Although judicial cooperation with China to extradite corruption suspects is important, Dahlin agrees, the countries that deal with Beijing must have full clarity regarding the situation: “Normally in cases of extradition there is interaction between prosecutorial authorities or between courts. But in these cases, countries are compelled to engage a political body – the ruling party.”
He describes the National Supervision Commission as a “centralized ministry” that “stands above the police, the Supreme Court and the state prosecution. It is expanding rapidly, and taking more and more control over areas that should be the responsibility of those authorities. They centralize power at the commission especially in regard to the international arena.”
The rights group’s report also notes that under the law that empowers the commission’s modus operandi, China this year “will carry out operations of international cooperation against corruption.” The relevant clause in this law does not stipulate exactly how this is to be implemented and against which targets.

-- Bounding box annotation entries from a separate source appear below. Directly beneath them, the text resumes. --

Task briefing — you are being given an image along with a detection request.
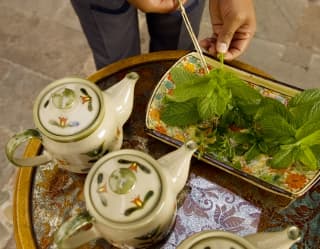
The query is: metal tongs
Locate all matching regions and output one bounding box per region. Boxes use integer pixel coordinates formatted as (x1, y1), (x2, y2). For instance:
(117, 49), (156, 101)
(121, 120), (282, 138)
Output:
(178, 0), (209, 73)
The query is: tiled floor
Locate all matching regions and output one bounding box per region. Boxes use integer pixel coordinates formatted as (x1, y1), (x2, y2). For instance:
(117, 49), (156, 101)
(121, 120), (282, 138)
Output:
(0, 0), (320, 249)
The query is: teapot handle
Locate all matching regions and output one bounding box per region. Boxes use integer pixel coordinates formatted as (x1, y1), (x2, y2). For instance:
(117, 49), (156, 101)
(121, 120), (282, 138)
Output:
(54, 212), (101, 249)
(6, 129), (52, 167)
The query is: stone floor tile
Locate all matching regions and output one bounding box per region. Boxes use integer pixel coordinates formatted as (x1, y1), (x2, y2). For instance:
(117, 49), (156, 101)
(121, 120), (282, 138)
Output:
(281, 44), (313, 70)
(0, 8), (91, 78)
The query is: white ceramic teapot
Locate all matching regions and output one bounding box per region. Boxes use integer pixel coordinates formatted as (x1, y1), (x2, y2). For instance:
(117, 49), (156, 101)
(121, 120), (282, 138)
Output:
(177, 226), (301, 249)
(55, 141), (197, 249)
(6, 72), (139, 173)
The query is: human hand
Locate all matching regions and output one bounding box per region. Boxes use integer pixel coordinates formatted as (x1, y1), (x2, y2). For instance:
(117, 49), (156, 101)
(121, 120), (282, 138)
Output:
(200, 0), (256, 60)
(128, 0), (187, 13)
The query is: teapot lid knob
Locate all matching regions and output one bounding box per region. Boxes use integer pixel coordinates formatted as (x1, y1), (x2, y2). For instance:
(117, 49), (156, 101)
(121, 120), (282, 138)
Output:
(33, 78), (104, 142)
(85, 149), (164, 223)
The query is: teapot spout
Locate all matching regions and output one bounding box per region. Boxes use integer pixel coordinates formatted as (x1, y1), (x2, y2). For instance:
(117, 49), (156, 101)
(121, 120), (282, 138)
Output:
(244, 226), (301, 249)
(105, 72), (139, 126)
(158, 141), (198, 194)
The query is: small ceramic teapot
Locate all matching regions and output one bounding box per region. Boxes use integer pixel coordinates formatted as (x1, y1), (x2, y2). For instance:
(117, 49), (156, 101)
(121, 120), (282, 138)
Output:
(177, 226), (301, 249)
(6, 72), (139, 173)
(55, 141), (197, 249)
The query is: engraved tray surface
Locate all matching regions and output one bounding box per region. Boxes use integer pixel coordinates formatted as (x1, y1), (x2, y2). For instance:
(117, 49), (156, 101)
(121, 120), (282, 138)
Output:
(14, 52), (320, 249)
(146, 53), (320, 198)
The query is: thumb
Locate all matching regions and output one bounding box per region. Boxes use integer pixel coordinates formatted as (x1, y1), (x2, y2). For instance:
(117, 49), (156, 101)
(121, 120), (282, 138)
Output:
(216, 19), (238, 54)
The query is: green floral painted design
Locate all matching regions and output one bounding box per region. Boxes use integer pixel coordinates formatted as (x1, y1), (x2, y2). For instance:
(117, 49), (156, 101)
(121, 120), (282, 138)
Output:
(124, 190), (154, 216)
(109, 168), (137, 195)
(49, 116), (80, 128)
(80, 88), (93, 112)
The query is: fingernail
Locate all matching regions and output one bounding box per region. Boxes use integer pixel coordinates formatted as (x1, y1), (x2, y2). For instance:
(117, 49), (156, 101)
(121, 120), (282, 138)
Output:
(217, 42), (228, 54)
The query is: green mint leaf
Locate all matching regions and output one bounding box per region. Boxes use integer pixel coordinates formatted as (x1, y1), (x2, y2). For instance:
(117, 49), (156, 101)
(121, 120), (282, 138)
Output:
(244, 144), (261, 162)
(170, 67), (209, 86)
(296, 120), (320, 140)
(268, 145), (297, 169)
(298, 130), (320, 147)
(255, 113), (296, 144)
(160, 99), (200, 127)
(288, 88), (320, 108)
(255, 97), (297, 124)
(198, 85), (231, 120)
(297, 146), (318, 170)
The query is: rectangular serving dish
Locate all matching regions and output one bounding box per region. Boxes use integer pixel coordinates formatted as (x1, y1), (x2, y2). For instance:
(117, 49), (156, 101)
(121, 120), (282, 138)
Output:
(145, 52), (320, 199)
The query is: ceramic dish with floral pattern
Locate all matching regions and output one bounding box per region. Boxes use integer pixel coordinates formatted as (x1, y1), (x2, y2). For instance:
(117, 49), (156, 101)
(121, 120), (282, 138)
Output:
(146, 52), (320, 199)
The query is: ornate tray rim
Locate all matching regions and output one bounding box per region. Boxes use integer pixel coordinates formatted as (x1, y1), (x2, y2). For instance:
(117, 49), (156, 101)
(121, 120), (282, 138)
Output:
(145, 52), (320, 199)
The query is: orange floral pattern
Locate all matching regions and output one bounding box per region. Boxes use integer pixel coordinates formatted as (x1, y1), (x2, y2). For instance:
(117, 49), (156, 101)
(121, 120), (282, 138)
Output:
(147, 53), (317, 193)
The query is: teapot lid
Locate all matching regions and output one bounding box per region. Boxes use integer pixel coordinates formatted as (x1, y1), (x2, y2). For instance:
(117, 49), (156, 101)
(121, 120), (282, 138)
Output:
(85, 149), (164, 224)
(33, 78), (104, 142)
(177, 231), (255, 249)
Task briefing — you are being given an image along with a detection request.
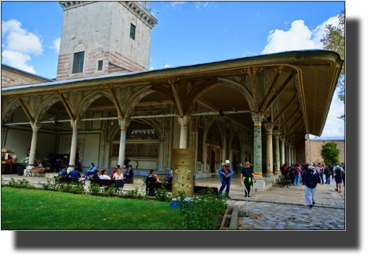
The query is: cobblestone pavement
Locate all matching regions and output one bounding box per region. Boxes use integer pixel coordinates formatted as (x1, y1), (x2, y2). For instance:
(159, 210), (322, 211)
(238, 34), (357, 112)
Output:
(233, 201), (345, 230)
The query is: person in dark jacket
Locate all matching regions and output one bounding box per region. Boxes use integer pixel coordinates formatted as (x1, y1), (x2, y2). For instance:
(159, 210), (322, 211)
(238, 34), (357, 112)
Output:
(305, 165), (319, 208)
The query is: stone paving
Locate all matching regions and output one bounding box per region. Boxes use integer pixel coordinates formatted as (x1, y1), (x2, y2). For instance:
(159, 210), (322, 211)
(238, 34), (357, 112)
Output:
(2, 174), (345, 230)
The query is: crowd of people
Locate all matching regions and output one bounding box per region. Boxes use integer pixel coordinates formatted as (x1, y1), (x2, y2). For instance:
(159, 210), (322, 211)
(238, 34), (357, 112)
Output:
(281, 162), (345, 208)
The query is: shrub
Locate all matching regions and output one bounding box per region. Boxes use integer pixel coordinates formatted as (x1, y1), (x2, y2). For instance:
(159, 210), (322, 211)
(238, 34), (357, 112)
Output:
(88, 183), (100, 196)
(177, 188), (227, 230)
(155, 183), (172, 202)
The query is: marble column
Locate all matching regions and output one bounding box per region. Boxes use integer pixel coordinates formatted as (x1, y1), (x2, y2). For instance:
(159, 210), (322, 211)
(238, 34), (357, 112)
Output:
(280, 135), (285, 166)
(67, 120), (82, 172)
(273, 130), (281, 176)
(117, 119), (131, 168)
(26, 124), (41, 169)
(264, 122), (274, 177)
(252, 114), (265, 185)
(178, 116), (190, 148)
(104, 142), (111, 169)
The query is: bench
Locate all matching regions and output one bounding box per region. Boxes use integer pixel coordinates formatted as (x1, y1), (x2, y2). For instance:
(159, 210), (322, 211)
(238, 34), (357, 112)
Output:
(90, 179), (125, 194)
(25, 167), (45, 177)
(54, 177), (84, 188)
(146, 182), (218, 196)
(278, 175), (294, 188)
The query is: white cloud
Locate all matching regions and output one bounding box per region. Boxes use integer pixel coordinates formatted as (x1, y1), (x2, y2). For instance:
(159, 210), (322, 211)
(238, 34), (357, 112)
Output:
(1, 50), (36, 74)
(1, 19), (43, 55)
(53, 38), (61, 54)
(261, 16), (338, 54)
(194, 2), (214, 10)
(241, 51), (252, 57)
(170, 2), (186, 9)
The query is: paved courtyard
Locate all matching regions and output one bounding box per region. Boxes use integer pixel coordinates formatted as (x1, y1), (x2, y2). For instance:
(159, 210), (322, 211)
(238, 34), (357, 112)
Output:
(2, 174), (345, 230)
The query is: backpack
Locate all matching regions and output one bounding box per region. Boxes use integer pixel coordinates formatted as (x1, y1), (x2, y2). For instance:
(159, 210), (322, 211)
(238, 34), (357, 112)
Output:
(335, 167), (342, 176)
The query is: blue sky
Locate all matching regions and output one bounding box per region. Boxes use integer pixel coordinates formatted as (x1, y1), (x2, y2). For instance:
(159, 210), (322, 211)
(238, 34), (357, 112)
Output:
(1, 1), (345, 138)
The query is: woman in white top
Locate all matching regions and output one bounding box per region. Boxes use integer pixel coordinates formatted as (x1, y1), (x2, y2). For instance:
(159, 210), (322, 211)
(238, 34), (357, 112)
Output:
(112, 168), (124, 194)
(99, 170), (111, 180)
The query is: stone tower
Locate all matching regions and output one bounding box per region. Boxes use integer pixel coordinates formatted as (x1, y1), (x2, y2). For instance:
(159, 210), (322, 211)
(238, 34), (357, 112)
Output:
(56, 1), (158, 81)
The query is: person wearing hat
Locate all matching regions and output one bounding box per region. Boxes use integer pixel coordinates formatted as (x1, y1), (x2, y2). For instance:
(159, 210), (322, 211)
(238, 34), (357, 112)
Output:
(218, 159), (233, 199)
(305, 165), (319, 208)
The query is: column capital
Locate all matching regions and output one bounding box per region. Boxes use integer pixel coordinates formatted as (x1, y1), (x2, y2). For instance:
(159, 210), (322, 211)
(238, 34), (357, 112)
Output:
(263, 122), (274, 132)
(178, 116), (190, 127)
(70, 120), (83, 131)
(273, 130), (281, 139)
(251, 114), (264, 125)
(119, 119), (132, 131)
(30, 123), (42, 132)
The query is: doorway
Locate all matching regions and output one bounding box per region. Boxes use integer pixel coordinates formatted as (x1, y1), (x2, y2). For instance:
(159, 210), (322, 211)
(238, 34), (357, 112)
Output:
(210, 150), (215, 173)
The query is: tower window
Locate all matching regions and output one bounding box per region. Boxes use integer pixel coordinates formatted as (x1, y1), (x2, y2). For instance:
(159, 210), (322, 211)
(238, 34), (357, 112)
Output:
(73, 52), (84, 74)
(129, 24), (136, 40)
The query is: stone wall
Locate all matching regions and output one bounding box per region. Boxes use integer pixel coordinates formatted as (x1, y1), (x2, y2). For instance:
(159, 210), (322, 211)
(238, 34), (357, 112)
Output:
(1, 66), (49, 87)
(310, 140), (345, 163)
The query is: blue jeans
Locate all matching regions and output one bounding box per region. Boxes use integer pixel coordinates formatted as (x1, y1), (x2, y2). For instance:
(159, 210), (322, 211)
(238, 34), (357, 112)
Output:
(294, 174), (301, 186)
(84, 171), (94, 180)
(219, 178), (231, 194)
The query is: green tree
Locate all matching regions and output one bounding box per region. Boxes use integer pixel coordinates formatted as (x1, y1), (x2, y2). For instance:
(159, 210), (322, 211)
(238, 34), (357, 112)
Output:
(321, 10), (346, 120)
(321, 141), (340, 166)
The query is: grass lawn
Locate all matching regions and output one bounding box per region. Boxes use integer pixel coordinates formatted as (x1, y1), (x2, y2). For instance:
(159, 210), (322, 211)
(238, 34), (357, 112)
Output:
(1, 187), (180, 230)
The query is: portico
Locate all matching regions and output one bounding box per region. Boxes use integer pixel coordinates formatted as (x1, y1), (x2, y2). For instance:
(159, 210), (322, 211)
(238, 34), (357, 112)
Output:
(2, 50), (342, 190)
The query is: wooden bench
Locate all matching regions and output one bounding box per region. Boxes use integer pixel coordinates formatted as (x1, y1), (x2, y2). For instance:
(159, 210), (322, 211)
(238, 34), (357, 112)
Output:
(90, 179), (125, 194)
(146, 182), (218, 196)
(25, 167), (45, 177)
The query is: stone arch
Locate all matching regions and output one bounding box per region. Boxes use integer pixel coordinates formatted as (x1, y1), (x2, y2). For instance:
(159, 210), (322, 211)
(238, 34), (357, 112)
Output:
(74, 89), (113, 120)
(124, 85), (178, 119)
(1, 97), (21, 123)
(34, 95), (60, 123)
(185, 77), (254, 113)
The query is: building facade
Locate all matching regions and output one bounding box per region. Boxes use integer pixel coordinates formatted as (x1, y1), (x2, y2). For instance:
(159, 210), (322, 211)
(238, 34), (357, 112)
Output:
(2, 2), (342, 190)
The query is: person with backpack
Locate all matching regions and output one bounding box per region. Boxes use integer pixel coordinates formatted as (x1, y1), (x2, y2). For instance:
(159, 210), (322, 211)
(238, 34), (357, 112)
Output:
(218, 159), (233, 199)
(324, 165), (332, 184)
(305, 165), (318, 208)
(333, 163), (344, 193)
(319, 164), (325, 185)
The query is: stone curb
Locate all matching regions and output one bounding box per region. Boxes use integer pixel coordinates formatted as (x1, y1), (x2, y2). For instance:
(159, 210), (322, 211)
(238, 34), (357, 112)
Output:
(230, 198), (345, 209)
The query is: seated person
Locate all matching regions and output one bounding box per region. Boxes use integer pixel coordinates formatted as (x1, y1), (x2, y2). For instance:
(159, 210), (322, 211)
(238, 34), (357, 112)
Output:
(127, 165), (133, 178)
(120, 164), (128, 178)
(146, 170), (160, 182)
(66, 165), (83, 183)
(111, 164), (120, 176)
(92, 170), (100, 179)
(58, 165), (67, 177)
(99, 170), (111, 180)
(84, 163), (97, 180)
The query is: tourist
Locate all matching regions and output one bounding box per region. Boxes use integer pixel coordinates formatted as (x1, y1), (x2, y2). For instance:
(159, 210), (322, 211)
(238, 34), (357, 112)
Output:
(92, 170), (100, 179)
(112, 168), (124, 194)
(124, 157), (130, 167)
(147, 170), (160, 183)
(324, 165), (332, 184)
(84, 163), (97, 180)
(58, 165), (67, 177)
(218, 159), (233, 199)
(121, 164), (128, 178)
(66, 165), (83, 183)
(240, 161), (256, 197)
(293, 162), (302, 186)
(99, 169), (111, 180)
(333, 162), (344, 193)
(112, 164), (120, 176)
(319, 164), (325, 185)
(305, 165), (318, 208)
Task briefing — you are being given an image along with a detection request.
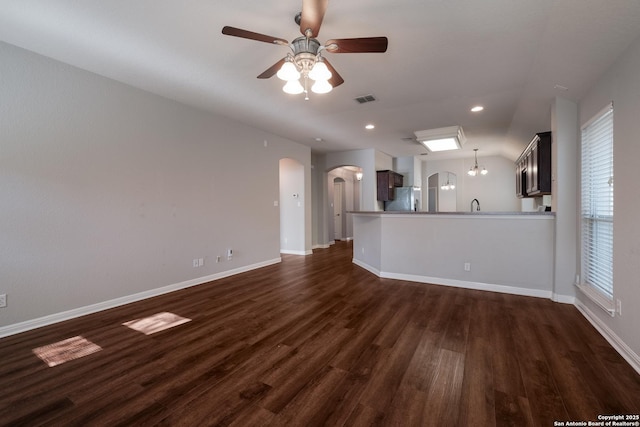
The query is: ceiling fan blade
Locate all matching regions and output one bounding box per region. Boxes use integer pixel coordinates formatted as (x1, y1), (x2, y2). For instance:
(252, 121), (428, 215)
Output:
(324, 37), (389, 53)
(222, 26), (289, 46)
(300, 0), (329, 38)
(322, 57), (344, 87)
(258, 58), (284, 79)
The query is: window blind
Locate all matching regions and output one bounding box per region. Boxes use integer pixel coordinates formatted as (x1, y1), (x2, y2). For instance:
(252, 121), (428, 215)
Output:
(581, 104), (613, 300)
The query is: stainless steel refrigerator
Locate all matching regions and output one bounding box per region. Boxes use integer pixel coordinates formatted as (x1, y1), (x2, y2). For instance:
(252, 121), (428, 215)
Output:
(384, 187), (421, 211)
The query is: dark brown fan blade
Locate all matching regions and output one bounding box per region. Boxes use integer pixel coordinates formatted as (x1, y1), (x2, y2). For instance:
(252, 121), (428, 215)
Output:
(322, 57), (344, 87)
(324, 37), (389, 53)
(300, 0), (329, 38)
(222, 27), (289, 45)
(258, 58), (284, 79)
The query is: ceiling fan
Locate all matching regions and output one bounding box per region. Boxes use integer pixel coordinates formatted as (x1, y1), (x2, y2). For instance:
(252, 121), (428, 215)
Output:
(222, 0), (388, 99)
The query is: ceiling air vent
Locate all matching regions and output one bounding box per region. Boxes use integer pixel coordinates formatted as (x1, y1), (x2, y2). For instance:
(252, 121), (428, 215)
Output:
(356, 95), (376, 104)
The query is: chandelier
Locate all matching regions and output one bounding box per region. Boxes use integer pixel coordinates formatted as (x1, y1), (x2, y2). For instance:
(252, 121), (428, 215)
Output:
(467, 148), (489, 176)
(276, 36), (333, 100)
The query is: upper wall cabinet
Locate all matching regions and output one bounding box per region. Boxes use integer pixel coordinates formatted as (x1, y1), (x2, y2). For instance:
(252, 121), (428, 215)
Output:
(377, 170), (404, 202)
(516, 132), (551, 197)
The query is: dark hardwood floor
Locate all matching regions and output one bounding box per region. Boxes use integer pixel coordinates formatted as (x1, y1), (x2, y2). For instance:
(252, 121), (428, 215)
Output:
(0, 242), (640, 426)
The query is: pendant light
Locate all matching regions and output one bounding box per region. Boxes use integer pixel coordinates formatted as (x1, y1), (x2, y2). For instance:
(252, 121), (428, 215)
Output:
(467, 148), (489, 176)
(440, 172), (456, 191)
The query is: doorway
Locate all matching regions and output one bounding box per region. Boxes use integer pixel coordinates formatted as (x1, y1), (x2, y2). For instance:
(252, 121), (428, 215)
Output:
(333, 178), (345, 240)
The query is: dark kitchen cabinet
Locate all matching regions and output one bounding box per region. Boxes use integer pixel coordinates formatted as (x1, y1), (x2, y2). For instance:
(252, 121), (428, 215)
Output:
(516, 132), (551, 197)
(377, 170), (404, 202)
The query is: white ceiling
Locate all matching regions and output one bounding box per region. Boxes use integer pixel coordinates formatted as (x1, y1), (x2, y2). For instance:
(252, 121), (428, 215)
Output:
(0, 0), (640, 159)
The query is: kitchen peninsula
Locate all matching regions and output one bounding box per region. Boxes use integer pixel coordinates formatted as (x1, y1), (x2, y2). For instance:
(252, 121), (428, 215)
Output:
(351, 211), (555, 298)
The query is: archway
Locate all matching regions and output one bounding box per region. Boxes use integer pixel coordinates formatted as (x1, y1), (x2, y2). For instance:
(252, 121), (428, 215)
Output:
(327, 165), (362, 242)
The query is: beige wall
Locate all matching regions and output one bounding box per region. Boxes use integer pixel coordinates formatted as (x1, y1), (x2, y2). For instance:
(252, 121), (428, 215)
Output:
(0, 43), (311, 335)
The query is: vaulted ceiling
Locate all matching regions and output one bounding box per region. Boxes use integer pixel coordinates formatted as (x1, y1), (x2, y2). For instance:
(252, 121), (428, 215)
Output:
(0, 0), (640, 159)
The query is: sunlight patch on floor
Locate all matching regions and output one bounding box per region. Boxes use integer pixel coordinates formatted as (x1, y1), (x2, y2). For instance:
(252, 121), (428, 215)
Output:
(32, 335), (102, 368)
(123, 312), (191, 335)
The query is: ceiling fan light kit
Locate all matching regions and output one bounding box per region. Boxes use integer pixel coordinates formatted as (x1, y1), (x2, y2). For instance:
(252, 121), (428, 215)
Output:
(222, 0), (388, 99)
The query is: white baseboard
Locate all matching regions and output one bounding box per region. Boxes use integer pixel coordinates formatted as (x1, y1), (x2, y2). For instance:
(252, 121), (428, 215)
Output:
(352, 258), (380, 277)
(380, 272), (551, 298)
(352, 258), (575, 304)
(551, 292), (576, 305)
(0, 257), (282, 338)
(574, 299), (640, 374)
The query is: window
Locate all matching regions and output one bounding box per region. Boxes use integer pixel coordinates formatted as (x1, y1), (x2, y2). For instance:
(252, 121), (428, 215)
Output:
(581, 104), (613, 315)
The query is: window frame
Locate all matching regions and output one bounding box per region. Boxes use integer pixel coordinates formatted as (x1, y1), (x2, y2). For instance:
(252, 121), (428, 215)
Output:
(577, 102), (615, 316)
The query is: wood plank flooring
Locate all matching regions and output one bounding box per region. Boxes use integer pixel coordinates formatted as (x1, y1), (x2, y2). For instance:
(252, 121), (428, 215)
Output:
(0, 242), (640, 426)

For his part, Dahlin is concerned that the international community is not doing enough in the face of China’s aggressive activity. Beijing draws encouragement from this apathy, and sees no reason to desist from its operations. Dahlin and his organization are calling on countries and authorities everywhere, whether or not they have extradition agreements with China, to be vigilant about dealing with Beijing activities, to establish supervisory mechanisms and to upgrade the protection of Chinese citizens who find asylum on their soil.
“We can’t have a foreign government sending agents to carry out policing activity against an ethnic minority in another country,” he declares. “That’s ridiculous.”
The Embassy of China in Israel offered these comments in response: “It is the consensus shared by the international community that efforts should be made to combat cross-border crimes, enhance anti-corruption cooperation and bring back fugitives and recover their criminal assets. No country in the world would like to be a safe haven for the corrupt.
“Operations abroad like the Sky Net and Fox Hunt are important actions taken by the Chinese government to go after corrupt suspects that have fled abroad, and aim to repatriate fugitives and uphold the sanctity of law and social justice.
“Recent years witnessed China’s cooperation with over 120 countries and regions on bringing back suspects. During our cooperation, China has been strictly observing international law and customary practices on international justice and law enforcement, fully respecting other countries’ judicial sovereignty, and protecting the criminal suspects’ lawful rights and interests, which have been widely supported and fully recognized.
“We hope to carry out more cooperation with relevant countries in this regard to advance international anti-corruption cooperation.”